Manhattan West, a condominium project in Las Vegas, is an example of the stalled national commercial real estate market. (AP Photo by Jae C. Hong)

Manhattan West, a condominium project in Las Vegas, is an example of the stalled national commercial real estate market. (AP Photo by Jae C. Hong)

By M. Scott Carter
Dolan Media Newswires

Oklahoma City — The national commercial real estate market is still a couple of years away from recovery and needs more debt financing, according to a new industry survey.

More than 50 percent of the 1,000 real estate professionals surveyed nationwide remain pessimistic about when the country’s commercial real estate sector will recover, according to the most recent Pulse Poll by LoopNet, which operates one of the country’s largest online commercial real estate marketplaces.

“There has been a sharp increase — up 13 percent to 46 percent — in those expecting the recovery to wait until 2011 or later. And nearly one in five expect to wait until 2012 to see a recovery in transaction volume,” according to the survey.

Additionally, the survey listed the lack of access to debt financing as the No. 1 barrier to market recovery. Other factors were high asking prices by investors and brokers, and uncertainty about future cash flow.

Those numbers don’t surprise some industry leaders.

“That’s a fairly accurate picture,” said Victor Guarry, senior vice president for commercial real estate at Bank of Oklahoma. “The secondary market for permanent financing has yet to return.
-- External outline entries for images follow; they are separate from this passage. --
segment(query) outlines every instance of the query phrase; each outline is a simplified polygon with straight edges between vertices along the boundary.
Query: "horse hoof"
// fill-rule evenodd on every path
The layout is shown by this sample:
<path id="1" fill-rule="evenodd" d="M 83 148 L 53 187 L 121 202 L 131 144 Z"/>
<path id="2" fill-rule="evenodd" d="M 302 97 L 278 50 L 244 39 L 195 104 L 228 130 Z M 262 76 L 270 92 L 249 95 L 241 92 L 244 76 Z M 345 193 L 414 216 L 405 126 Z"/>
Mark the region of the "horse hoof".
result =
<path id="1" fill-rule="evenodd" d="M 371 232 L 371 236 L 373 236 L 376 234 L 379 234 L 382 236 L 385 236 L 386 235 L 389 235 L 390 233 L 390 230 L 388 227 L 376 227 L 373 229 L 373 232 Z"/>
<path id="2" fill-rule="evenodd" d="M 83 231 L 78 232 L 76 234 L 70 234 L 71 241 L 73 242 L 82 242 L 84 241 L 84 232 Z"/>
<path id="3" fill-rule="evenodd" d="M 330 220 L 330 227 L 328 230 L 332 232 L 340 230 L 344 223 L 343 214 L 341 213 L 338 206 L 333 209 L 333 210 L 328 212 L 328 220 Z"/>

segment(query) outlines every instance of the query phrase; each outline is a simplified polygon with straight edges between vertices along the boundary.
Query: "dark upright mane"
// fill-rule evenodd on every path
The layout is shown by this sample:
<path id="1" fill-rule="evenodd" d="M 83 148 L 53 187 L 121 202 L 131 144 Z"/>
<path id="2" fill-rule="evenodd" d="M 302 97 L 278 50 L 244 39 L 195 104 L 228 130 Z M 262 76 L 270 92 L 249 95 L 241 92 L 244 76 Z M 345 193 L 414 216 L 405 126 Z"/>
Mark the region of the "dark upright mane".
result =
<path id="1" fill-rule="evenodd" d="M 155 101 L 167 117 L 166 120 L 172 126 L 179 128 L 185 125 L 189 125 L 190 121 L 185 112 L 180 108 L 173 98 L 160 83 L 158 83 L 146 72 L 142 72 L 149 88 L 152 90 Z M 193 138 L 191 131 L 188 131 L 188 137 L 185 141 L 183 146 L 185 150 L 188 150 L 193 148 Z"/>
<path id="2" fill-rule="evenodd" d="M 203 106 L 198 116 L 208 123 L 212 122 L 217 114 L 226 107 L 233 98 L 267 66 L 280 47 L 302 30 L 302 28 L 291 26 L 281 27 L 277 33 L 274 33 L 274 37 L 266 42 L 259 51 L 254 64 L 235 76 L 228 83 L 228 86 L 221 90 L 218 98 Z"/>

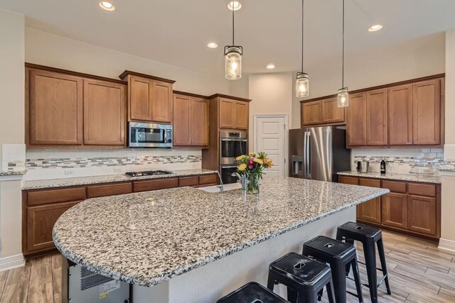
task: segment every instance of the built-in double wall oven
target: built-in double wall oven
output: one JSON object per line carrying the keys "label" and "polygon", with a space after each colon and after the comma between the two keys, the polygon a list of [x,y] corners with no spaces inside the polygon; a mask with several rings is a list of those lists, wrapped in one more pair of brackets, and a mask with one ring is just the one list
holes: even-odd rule
{"label": "built-in double wall oven", "polygon": [[235,160],[247,152],[248,139],[246,131],[220,131],[220,173],[225,184],[235,183],[232,177],[240,161]]}

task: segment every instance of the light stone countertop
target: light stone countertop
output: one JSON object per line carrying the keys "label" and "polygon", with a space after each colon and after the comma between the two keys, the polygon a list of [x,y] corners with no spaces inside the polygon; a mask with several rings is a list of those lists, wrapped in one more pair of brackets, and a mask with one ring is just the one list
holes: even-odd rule
{"label": "light stone countertop", "polygon": [[64,187],[67,186],[87,185],[117,182],[143,180],[148,179],[168,178],[171,177],[184,177],[195,175],[213,174],[216,172],[216,170],[194,169],[173,170],[172,172],[172,174],[169,175],[160,175],[156,176],[129,177],[125,175],[118,174],[95,177],[80,177],[74,178],[24,181],[22,184],[22,189],[39,189],[50,187]]}
{"label": "light stone countertop", "polygon": [[380,172],[357,172],[355,170],[348,170],[347,172],[341,172],[338,173],[338,175],[358,177],[365,178],[376,178],[376,179],[387,179],[392,180],[410,181],[424,183],[436,183],[441,184],[441,177],[439,176],[428,176],[417,174],[385,174],[381,175]]}
{"label": "light stone countertop", "polygon": [[275,177],[246,201],[241,189],[191,187],[90,199],[58,219],[53,237],[75,263],[151,286],[387,192]]}

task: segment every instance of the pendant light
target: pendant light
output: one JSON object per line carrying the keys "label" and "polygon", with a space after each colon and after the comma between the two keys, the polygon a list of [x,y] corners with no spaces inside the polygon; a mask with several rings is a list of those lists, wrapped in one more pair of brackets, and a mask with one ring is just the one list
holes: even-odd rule
{"label": "pendant light", "polygon": [[235,45],[234,42],[235,32],[234,14],[235,9],[232,8],[232,45],[225,46],[225,73],[226,79],[237,80],[242,77],[242,55],[243,48]]}
{"label": "pendant light", "polygon": [[309,79],[308,74],[304,72],[304,0],[301,0],[301,70],[297,72],[296,78],[296,96],[308,97],[309,94]]}
{"label": "pendant light", "polygon": [[349,90],[344,86],[344,0],[343,0],[343,59],[341,70],[341,88],[338,89],[338,107],[348,107],[349,106]]}

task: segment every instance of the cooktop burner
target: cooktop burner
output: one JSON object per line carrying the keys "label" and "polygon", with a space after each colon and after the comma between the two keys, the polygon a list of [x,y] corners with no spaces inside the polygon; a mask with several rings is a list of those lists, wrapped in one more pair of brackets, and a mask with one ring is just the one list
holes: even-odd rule
{"label": "cooktop burner", "polygon": [[157,176],[171,174],[172,174],[172,172],[169,170],[146,170],[144,172],[125,172],[125,175],[129,177]]}

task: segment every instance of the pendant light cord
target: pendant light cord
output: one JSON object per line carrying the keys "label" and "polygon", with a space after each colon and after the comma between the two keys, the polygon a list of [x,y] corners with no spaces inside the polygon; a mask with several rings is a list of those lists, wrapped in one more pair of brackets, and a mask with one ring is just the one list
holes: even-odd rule
{"label": "pendant light cord", "polygon": [[343,0],[343,55],[341,67],[341,87],[344,88],[344,0]]}
{"label": "pendant light cord", "polygon": [[301,72],[304,72],[304,1],[301,0]]}

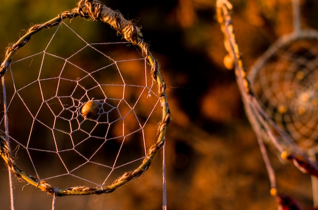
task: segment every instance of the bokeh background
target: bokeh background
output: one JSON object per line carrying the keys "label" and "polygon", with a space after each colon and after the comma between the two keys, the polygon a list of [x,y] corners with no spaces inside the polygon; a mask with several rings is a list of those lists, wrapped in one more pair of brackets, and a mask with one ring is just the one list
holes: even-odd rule
{"label": "bokeh background", "polygon": [[[274,209],[274,198],[255,135],[245,115],[226,51],[214,0],[102,1],[142,26],[168,85],[172,113],[167,133],[170,209]],[[233,18],[248,69],[282,34],[291,32],[291,0],[233,0]],[[318,28],[318,2],[301,1],[302,25]],[[4,52],[32,24],[49,20],[74,0],[2,0],[0,49]],[[3,58],[3,56],[2,59]],[[310,177],[268,147],[281,192],[312,205]],[[2,209],[10,209],[7,169],[0,164]],[[162,158],[114,192],[57,198],[55,209],[158,209],[162,204]],[[15,179],[16,209],[51,209],[52,197]]]}

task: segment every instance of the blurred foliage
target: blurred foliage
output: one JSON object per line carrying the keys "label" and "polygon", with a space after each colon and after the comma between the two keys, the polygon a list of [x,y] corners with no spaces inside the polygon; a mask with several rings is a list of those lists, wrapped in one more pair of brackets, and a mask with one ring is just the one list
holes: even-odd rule
{"label": "blurred foliage", "polygon": [[[215,2],[104,2],[142,26],[144,37],[151,43],[168,85],[173,114],[167,131],[168,208],[276,209],[253,132],[245,117],[234,72],[223,66],[226,51],[223,36],[215,21]],[[248,69],[271,43],[292,31],[291,1],[231,2],[234,6],[235,32]],[[303,26],[318,28],[316,1],[300,2]],[[3,0],[0,7],[2,51],[23,34],[30,23],[47,21],[76,4],[75,0]],[[312,205],[309,176],[290,164],[282,164],[274,152],[270,153],[278,174],[278,189],[293,195],[305,206]],[[157,157],[144,175],[110,195],[61,198],[57,199],[56,208],[160,209],[160,159]],[[7,206],[7,173],[3,174],[2,203]],[[24,183],[15,184],[20,185],[16,188],[17,196],[25,198],[21,202],[24,205],[23,209],[50,206],[51,197],[28,186],[21,191]],[[36,196],[43,198],[45,204],[40,204]],[[20,203],[18,198],[16,200]]]}

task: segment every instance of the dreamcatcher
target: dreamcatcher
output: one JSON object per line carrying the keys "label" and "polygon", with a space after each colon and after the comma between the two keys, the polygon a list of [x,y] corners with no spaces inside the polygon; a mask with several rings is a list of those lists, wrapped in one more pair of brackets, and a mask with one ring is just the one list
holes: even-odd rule
{"label": "dreamcatcher", "polygon": [[170,115],[158,62],[139,28],[97,1],[29,28],[7,49],[0,75],[10,183],[13,174],[53,203],[113,191],[164,147]]}
{"label": "dreamcatcher", "polygon": [[275,173],[264,144],[264,141],[272,143],[282,158],[310,174],[314,196],[316,194],[318,170],[307,155],[316,150],[318,33],[301,29],[299,3],[296,0],[293,3],[294,31],[272,45],[252,67],[248,77],[235,40],[230,14],[232,6],[227,1],[218,1],[217,7],[229,53],[226,66],[235,67],[246,112],[268,172],[271,194],[281,207],[301,209],[295,200],[277,192]]}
Some of the long-term financing has still not come back.”

Many banks, Guarry said, are less interested in making speculative loans.
“Apartments are still about the only product that you can get long-term permanent financing under reasonable terms,” Guarry said.

The problem, one local chamber of commerce official said, is that many investors are being forced to deal with national banking institutions.

“You’re dealing with national banking institutions and they are going to have national policies, which are reflective of the national economy,” said David Burnett, economic development director of the Midwest City Chamber of Commerce. “I’m not sure we are seeing all the same problems here in Oklahoma.”

Many Oklahoma City area banks, he said, are working together to develop financing for commercial projects.

“Look at BancFirst and First National of Midwest City,” Burnett said. “They did a combined loan around $25 million to make the Midwest Regional Medical Center happen.”

And although Burnett and Guarry agreed that it could be a few more years before the market recovers, both said Oklahomans are in better shape than the rest of the country — in some areas.

“Locally, our financial institutions are helping fund projects that make sense,” Burnett said. “But there’s not a lot of help available for the highly speculative.”